Re: .berlin TLD Awared the German Internet Award 2007 Paul Hoffman  –  Jun 24, 2007 7:22 PM PDT

A few questions on this proposal:

- Why .berlin instead of .bern, which is more linguistically correct?

- How many other such localities should have their name in the root? 100? 10,000? Based on what criteria?

- Would people from Berlin, Ohio be able to register in the TLD? If not, why not?

Re: .berlin TLD Awared the German Internet Award 2007 Stephane Bortzmeyer  –  Jun 25, 2007 1:24 AM PDT

Paul Hoffman said:

- Why .berlin instead of .bern, which is more linguistically correct?

??? Why?

http://de.wikipedia.org/wiki/Berlin

Re: .berlin TLD Awared the German Internet Award 2007 Dirk Krischenowski  –  Jun 25, 2007 7:33 AM PDT

Paul,

to #1: Berlin is a city in Switzerland which might want to have their own TLD one day as well. We are Berliners from Germany, so we are heading for .berlin

to #2: ICANN currently set the criteria for new TLDs. When they are finished we'll see how high are the financial, operational and technical hurdles to get a local TLD (also called GeoTLDs) approved. I assume the only metropolises will be able to successed.

to #3: People and organisations from all incorporated regional authorities will be able to register .berlin domain names. We're planning to have a nexus requirement like .us, .asia and .cat have.

Best from Berlin

Dirk

Re: .berlin TLD Awared the German Internet Award 2007 Stephane Bortzmeyer  –  Jun 25, 2007 7:43 AM PDT

Berlin is a city in Switzerland

Where is it? I cannot find a "Berlin" in Switzerland.

Re: .berlin TLD Awared the German Internet Award 2007 Dirk Krischenowski  –  Jun 25, 2007 10:00 AM PDT

Paul was meaning the city of BERN in Switzerland, I think.

Dirk

Re: .berlin TLD Awared the German Internet Award 2007 Edward Lewis  –  Jun 26, 2007 11:29 AM PDT

I'd suggest that the TLD for NYC be ".fuhgeddaboudit".  Anyone got a problem with that?

Re: .berlin TLD Awared the German Internet Award 2007 Steve Gibbard  –  Jun 26, 2007 11:50 AM PDT

I'm all for geographic domain names, both for purposes of keeping infrastructure needed for local communications local and for avoiding trademark collisions (how many Chinese restaurants are there in the world called The Great Wall, for instance?).  However, doing a TLD for every city in the root doesn't scale, and setting the bar high enough that only some cities qualify is confusing.
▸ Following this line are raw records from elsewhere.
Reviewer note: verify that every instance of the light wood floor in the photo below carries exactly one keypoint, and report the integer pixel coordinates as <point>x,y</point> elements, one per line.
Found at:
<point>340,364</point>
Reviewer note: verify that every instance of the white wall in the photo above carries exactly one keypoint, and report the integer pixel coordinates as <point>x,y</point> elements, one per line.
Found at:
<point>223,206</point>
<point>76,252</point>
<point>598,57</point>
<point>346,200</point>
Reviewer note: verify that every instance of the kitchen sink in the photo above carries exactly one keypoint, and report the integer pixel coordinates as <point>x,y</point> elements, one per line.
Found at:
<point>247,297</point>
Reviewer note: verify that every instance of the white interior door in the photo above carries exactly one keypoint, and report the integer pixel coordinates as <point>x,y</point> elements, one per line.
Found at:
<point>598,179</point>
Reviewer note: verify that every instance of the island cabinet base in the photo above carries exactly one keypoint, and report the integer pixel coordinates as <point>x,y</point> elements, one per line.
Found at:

There is a geographic hierarchy under .us (for example, ann-arbor.mi.us or berkeley.ca.us) that doesn't get much use.  Partly, that's because it was never marketed the way .com was.  Partly, it's because there was a different registry and registrar for every town.  That was a lot more than most hosting companies would have wanted to keep track of, and some of them weren't very responsive.  But if you can convince people to use different domains based on what city they're in, and if you can put together a registration interface that works across the patchwork of local TLDs, doing it as a hierarchy seems a lot more scalable.  Why not do something similar, and create .berlin.de?